Había un atasco de tráfico en la parte superior del puente, incluso a esa hora, y la policía delimitaba una zona justo debajo del suicida y extendía un colchón de aire. Un negociador intentaba hacerle cambiar de opinión y otros policías subían por la torre, con la intención de acercarse a él. Todos arriesgaban su vida por alguien que pasaba de todo, que había dicho «a la mierda», fuera lo que fuera lo que implicase. El volumen estaba apagado y Marino no oía lo que hablaban ni falta que le hacía, porque no era su caso, no tenía nada que ver con aquello y no tendría ni que prestarle atención. Pero en el RTCC siempre había algo que lo distraía, un exceso de estímulos sensoriales que, sin embargo, no eran suficientes. Toda clase de imágenes en las paredes pero ninguna ventana, sólo paneles acústicos azules, hileras curvas de terminales de trabajo con pantallas dobles y moqueta gris.

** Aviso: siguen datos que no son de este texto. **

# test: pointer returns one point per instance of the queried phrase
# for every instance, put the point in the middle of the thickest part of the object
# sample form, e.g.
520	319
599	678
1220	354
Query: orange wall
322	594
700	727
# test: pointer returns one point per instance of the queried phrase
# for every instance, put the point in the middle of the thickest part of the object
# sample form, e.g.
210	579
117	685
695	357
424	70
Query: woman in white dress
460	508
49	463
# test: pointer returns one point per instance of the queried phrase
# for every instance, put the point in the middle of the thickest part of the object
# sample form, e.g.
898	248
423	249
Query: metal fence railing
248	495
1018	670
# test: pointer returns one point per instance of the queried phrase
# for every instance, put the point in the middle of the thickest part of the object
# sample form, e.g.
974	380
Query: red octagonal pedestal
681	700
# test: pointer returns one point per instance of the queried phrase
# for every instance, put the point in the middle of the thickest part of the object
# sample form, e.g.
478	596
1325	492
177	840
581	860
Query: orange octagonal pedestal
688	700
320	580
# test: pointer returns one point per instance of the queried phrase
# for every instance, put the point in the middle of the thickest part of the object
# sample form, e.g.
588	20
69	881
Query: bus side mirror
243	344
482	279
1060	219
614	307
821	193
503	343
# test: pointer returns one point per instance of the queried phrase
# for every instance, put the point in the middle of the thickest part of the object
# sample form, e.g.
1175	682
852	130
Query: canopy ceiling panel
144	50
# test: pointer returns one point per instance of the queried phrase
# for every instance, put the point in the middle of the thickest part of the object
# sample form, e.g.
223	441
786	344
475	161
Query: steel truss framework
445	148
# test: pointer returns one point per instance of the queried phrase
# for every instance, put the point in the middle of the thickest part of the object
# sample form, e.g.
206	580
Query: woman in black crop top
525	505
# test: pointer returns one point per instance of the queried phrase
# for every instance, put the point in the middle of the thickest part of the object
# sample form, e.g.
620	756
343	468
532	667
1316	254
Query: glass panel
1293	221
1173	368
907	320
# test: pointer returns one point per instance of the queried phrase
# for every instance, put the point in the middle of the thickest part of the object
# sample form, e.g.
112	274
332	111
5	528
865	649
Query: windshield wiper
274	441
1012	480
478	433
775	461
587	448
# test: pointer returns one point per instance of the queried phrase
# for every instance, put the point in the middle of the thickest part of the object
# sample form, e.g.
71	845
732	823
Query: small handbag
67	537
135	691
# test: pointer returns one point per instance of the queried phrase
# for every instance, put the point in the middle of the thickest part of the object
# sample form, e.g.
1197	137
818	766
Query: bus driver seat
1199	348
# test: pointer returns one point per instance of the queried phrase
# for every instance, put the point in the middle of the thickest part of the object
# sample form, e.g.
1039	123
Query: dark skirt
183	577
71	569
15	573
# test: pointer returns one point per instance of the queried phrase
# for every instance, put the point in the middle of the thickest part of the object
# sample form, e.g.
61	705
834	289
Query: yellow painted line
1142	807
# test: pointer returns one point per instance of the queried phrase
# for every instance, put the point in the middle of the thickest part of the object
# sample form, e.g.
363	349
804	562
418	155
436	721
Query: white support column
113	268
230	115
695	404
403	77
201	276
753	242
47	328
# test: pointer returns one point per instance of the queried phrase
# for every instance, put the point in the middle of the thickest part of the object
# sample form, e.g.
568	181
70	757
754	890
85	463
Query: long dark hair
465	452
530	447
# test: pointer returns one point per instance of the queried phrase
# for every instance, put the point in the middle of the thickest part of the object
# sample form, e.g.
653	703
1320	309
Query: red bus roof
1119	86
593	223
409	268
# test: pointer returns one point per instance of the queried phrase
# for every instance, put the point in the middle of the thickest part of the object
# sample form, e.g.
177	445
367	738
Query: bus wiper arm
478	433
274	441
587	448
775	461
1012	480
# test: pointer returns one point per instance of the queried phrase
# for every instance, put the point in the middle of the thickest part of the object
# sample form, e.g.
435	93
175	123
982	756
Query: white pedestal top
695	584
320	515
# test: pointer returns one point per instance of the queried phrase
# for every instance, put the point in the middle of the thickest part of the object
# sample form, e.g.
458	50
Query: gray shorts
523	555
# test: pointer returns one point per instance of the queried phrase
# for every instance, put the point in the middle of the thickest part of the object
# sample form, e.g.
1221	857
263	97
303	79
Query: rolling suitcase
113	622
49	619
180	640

Sólo cuando se descorrían las persianas de la sala de conferencias adyacente, que ahora no era el caso, tenía Marino un punto de referencia, vistas al puente de Brooklyn, la iglesia presbiteriana, Pace Union y el antiguo edificio Woolworth. La Nueva York que recordaba de cuando empezaba a servir en la policía, cuando era un don nadie de Bayonne que había colgado los guantes de boxeo, que había dejado de dar palizas al personal
y
en lugar de eso había decidido ayudar. No sabía bien por qué. No sabía cómo acabó marchándose de Nueva York para acabar en Richmond, Virginia, a principios de los años ochenta. Así estaban las cosas cuando un buen día al despertar descubrió que era el detective estrella de la antigua capital de la Confederación. El coste de la vida, un buen sitio para formar una familia. Lo que Doris quería. Probablemente ésa era la explicación.

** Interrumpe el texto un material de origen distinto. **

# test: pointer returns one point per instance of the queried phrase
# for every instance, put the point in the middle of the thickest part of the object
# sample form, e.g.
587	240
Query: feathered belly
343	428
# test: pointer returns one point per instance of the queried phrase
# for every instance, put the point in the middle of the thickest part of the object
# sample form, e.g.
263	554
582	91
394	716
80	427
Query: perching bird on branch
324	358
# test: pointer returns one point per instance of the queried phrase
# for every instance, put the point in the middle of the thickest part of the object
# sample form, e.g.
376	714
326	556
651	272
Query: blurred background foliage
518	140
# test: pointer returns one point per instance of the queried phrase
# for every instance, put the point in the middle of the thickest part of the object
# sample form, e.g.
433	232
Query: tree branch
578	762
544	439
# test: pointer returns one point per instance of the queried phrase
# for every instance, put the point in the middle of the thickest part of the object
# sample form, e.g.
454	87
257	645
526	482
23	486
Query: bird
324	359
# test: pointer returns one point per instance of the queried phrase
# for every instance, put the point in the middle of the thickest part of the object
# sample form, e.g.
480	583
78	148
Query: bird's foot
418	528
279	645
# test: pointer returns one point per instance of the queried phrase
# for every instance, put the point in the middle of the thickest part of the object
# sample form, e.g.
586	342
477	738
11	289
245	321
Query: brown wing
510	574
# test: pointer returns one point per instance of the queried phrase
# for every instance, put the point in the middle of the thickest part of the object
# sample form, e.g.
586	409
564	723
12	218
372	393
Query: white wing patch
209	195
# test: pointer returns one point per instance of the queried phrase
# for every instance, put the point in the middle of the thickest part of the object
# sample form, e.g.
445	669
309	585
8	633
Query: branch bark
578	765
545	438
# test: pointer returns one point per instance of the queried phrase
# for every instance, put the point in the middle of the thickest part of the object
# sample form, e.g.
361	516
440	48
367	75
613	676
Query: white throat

Menuda cagada. Su único hijo, Rocco, se fue de casa, se involucró con el crimen organizado y estaba muerto, y Doris se largó con un vendedor de coches y también podría estar muerta, y durante los años de Marino en Richmond la ciudad había tenido uno de los índices más elevados de homicidios per cápita de Estados Unidos. Era la parada de los traficantes en el corredor entre Nueva York y Miami, donde la escoria hacía negocios en ruta porque Richmond tenía el cliente base, siete complejos de viviendas subvencionadas. Plantaciones y esclavitud. Lo que se siembra, se cosecha. Richmond era un buen sitio para traficar con drogas y matar gente porque los polis eran estúpidos, eso se decía en las calles y en el corredor, al norte y al sur de la Costa Este. Aquello solía ofender muchísimo a Marino. Ya no. Había pasado mucho tiempo y de qué servía tomarse las cosas personalmente cuando no eran personales. Casi todo era fruto del azar.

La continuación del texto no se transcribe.